It's Baaaaaack. Canadian DMCA On The Way
from the if-you-wait-long-enough,-maybe-people-will-forget dept
You may recall that last fall, Michael Geist notified the world that the Canadian government was about to announce a Canadian version of the DMCA, that was effectively a Hollywood wishlist of unnecessary copyright controls. The politician in charge of pushing this through, Jim Prentice, thought that he could get it approved quietly with no one noticing — figuring that copyright is a boring subject that no one cares about. He was wrong. Thanks to Geist shining some sunlight on the bill, tens of thousands of individuals suddenly became quite vocal in opposition to the bill — and even a bunch of big Canadian companies came out against the bill. Prentice delayed the bill, insisting that he would listen to consumer and business concerns… though there were never any open hearings or public discussions.
Instead, it looks like Prentice made a very minor change in the bill (allowing “time shifting”) and then has waited for a convenient time to re-release the bill. It’s expected that the bill will once again be introduced this coming Wednesday (just before Prentice is set to leave town). Once again, Michael Geist has all the details including what the likely talking points are in support of the bill… and why they’re totally bogus. It sounds like Prentice is going to stick to the entirely false claim that Canada needs to approve this bill to meet its “international obligations” as found in various treaties it’s signed. This is a common trick used by the entertainment industry and politicians to justify bad legislation. But, as Geist notes, Canada already is in compliance with the treaty in question. It’s too bad Canada didn’t follow the lead of other countries in standing up for the rights of its consumers.

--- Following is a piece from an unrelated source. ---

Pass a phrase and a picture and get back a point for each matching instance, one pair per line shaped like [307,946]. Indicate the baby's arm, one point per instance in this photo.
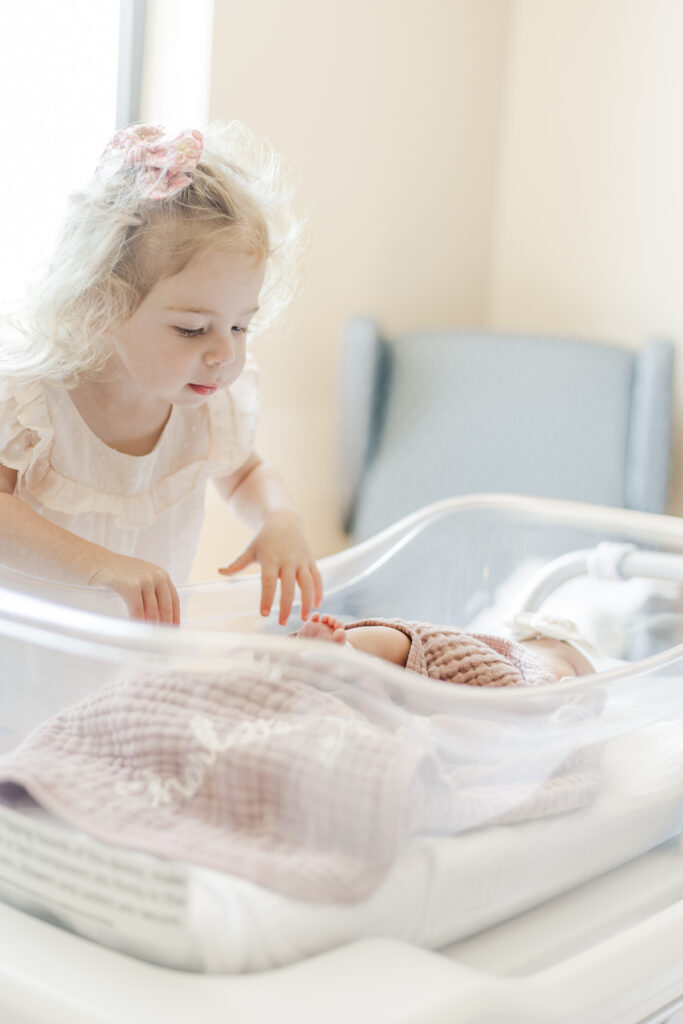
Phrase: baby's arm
[32,544]
[260,498]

In the meantime, as Geist notes, Prentice seems to think that this particular bill will sneak through again without much opposition. It’s surprising that he thinks that, given what happened last time. But, if he’s going to think people forget things that quickly, perhaps its time for Canadian citizens to make it clear that they don’t forget, and they don’t appreciate Prentice selling out their basic rights to folks in Hollywood who are too lazy to update their obsolete business models.